What goes into this Chocolate Kalakand?
  • Paneer/ Cottage cheese - I have used homemade crumbled paneer in this recipe. I always prefer to make paneer and khoya at home as I really do not trust the store-bought milk products especially, during the festive season. There is so much adulteration that it is better to take precautions. However, you may use store-bought paneer to save time and energy but again fresh paneer gives the best results.
  • Condensed milk: The next ingredient that goes into this kalakand is condensed milk. Again I have not used store-bought condensed milk, but use homemade reduced milk which is unsweetened. I just boiled half-liter full-fat milk without any sugar until it reduced to half.
  • Milk powder: I have used Nestle brand milk powder. You may use any good brand. Milk powder helps the kalakand to bind well with the other ingredients.
  • Jaggery powder: I have not used refined sugar in this recipe and the kalakand is sweetened using jaggery powder. You may grate or crush the jaggery finely if you cannot source it in powdered form.
  • Cocoa powder: I have used unsweetened cocoa powder which gives the rich chocolaty flavor and colour to our kalakand. Make sure you use good quality cocoa powder which is not too old for best results.
  • Pistachio Slivers: I have garnished my chocolate kalakand using just slivered pistachio. You may use any dry fruit like almond or cashew for garnishing. You may also use little cardamom powder to flavor the kalakand if you wish too. I have not used any.

Recipe Swap Challenge:

Chocolate kalakand was on my to-do-list since last 2 years when i made Chocolate Modak but somehow it kept postponing. It was only a couple of days back when i saw chocolate kalakand recipe on one of my blogger friend, Kalyani's blog, i made up my mind to make it this festive season. I have a few recipes bookmarked from her blog, sizzlingtastebuds. Do visit her space for some quick healthy dishes, mostly vegan and some traditional South Indian recipes. This chocolate kalakand is submitted to the Facebook group, Recipe Swap Challenge where i participate in a challenge every alternate month. Here paired bloggers visit each other's blog and bookmark recipes they like and wish to try out. any one dish is recreated with and published on their blogs with due credits given to the author. This is my 9th share on this group. Kalyani is my partner for this month and i chose her chocolate kalakand recipe to try out for this challenge. She had used cooking chocolate in her recipe, i used unsweetened cocoa powder instead and replaced sugar with jaggery to make it all the more guilt-free. So without any further ado, let's get started.

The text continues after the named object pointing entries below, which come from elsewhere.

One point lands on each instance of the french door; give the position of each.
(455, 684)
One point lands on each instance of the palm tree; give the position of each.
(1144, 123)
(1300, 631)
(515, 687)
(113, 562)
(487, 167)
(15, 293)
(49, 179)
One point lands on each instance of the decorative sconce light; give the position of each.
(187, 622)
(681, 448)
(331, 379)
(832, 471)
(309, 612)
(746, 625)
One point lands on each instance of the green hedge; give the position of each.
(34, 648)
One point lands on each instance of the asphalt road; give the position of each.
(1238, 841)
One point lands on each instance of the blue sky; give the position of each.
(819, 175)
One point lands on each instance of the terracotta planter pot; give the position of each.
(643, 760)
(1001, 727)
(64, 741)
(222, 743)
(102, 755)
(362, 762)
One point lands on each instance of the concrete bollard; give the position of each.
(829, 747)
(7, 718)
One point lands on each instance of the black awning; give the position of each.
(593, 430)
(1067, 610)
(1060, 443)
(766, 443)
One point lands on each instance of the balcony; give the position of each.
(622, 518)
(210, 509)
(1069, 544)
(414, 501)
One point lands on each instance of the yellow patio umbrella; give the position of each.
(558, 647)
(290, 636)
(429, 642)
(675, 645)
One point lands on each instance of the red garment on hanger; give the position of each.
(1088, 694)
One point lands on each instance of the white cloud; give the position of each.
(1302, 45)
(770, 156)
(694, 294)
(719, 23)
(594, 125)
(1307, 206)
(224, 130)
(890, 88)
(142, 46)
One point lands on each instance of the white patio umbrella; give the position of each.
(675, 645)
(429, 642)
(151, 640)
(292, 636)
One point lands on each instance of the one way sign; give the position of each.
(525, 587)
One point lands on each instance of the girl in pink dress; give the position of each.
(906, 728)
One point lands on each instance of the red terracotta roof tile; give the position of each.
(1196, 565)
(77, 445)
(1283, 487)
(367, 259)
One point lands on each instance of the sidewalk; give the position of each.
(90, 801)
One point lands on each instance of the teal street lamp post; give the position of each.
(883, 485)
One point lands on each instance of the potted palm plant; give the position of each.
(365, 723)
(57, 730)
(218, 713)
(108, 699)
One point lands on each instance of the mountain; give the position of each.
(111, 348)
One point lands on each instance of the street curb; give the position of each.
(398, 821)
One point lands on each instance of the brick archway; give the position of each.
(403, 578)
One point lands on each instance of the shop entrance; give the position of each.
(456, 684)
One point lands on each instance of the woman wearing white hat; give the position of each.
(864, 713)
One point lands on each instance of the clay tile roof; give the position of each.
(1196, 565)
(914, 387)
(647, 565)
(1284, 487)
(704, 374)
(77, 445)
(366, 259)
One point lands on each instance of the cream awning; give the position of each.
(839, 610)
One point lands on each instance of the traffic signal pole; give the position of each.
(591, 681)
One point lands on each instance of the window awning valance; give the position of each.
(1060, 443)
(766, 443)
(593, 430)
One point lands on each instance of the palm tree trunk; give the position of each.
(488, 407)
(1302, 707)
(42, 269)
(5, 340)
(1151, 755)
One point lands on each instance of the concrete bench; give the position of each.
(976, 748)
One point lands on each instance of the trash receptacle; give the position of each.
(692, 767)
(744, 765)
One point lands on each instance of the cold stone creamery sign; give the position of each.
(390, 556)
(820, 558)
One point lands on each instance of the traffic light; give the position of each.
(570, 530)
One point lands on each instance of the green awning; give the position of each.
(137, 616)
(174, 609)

Preparation Time: 15 minutes
Cooking Time: 15 minutes
Serves: 9 fudge pieces

  • 1 cup cottage cheese, crumbled
  • 1/2 cup jaggery powder
  • 1/2 cup milk powder
  • 1/4 cup unsweetened condensed milk
  • 2 tablespoon unsweetened cocoa powder
  • 2-3 tablespoon slivered pistachio for garnishing
  1. In a thick bottom wok take the crumbled paneer, unsweetened condensed milk, milk powder and jaggery powder. Mix all the ingredients and heat the wok on medium flame.

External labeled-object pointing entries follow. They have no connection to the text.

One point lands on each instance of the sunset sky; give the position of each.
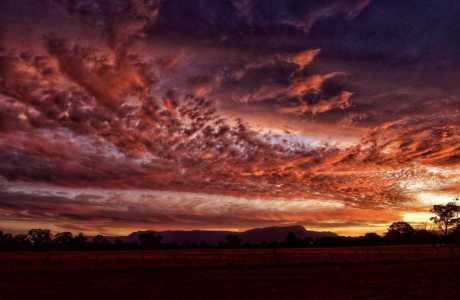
(121, 115)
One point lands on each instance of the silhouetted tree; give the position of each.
(446, 216)
(399, 232)
(21, 241)
(39, 238)
(371, 238)
(149, 239)
(233, 241)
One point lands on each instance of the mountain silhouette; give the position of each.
(257, 235)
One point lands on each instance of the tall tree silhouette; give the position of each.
(39, 238)
(399, 232)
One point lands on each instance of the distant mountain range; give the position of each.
(257, 235)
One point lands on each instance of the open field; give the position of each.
(409, 272)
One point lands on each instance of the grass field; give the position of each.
(409, 272)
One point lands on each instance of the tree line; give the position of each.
(444, 216)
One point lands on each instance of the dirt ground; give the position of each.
(423, 272)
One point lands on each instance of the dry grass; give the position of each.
(415, 272)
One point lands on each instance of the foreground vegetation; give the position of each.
(445, 216)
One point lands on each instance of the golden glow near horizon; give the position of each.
(118, 115)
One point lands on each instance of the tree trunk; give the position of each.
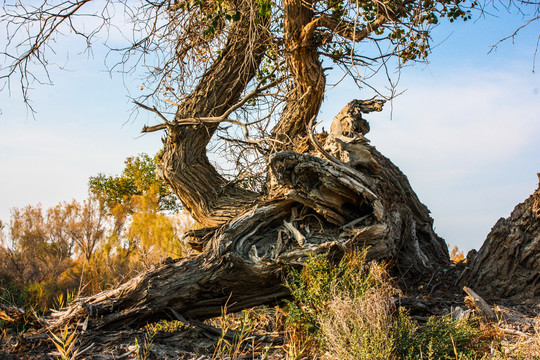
(210, 198)
(306, 69)
(507, 266)
(314, 206)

2. Keep stirring and cooking the mixture on low to medium flame for 10-15 minutes. Gradually the kalakand mixture will thicken and begin to form a semi solid mass.

3. When the mixture starts leaving the sides of the pan and becomes crumbly, add cocoa powder and mix well. Cook the mixture for another 1 minute and put off the flame.

4. Immediately transfer the chocolate kalakand mixture to a ghee greased tray or plate. I have lined a tray with parchment paper and greased it. Spread the mix evenly on the tray in a thick even layer. Garnish it with pistachio slivers.

5. Cover the tray and allow the kalakand to set in the refrigerator for at least 30 minutes to 1 hour. Cut the kalakand into desired shape and serve !

6. Enjoy the delicious chocolate kalakand with your loved ones !

Recipe Notes:
  • You may use store bought paneer to make this kalakand but i would recommend using fresh homemade paneer for best results.
  • Use good quality unsweetened cocoa powder . Old cocoa powder will not give the desired colour and taste to the kalakand.
  • Do not over cook the kalakand mixture as it may turn hard on doing so.
  • You may adjust the quantity of jaggery powder as per your liking.
  • If using store bought sweetened condensed milk, reduce the amount of jaggery powder.
  • You may use slivered almonds or any other nut of your choice for garnishing.
  • Chocolate kalakand stays good at room temperature for 1 day and up to 3-4 days on refrigeration in an air tight container.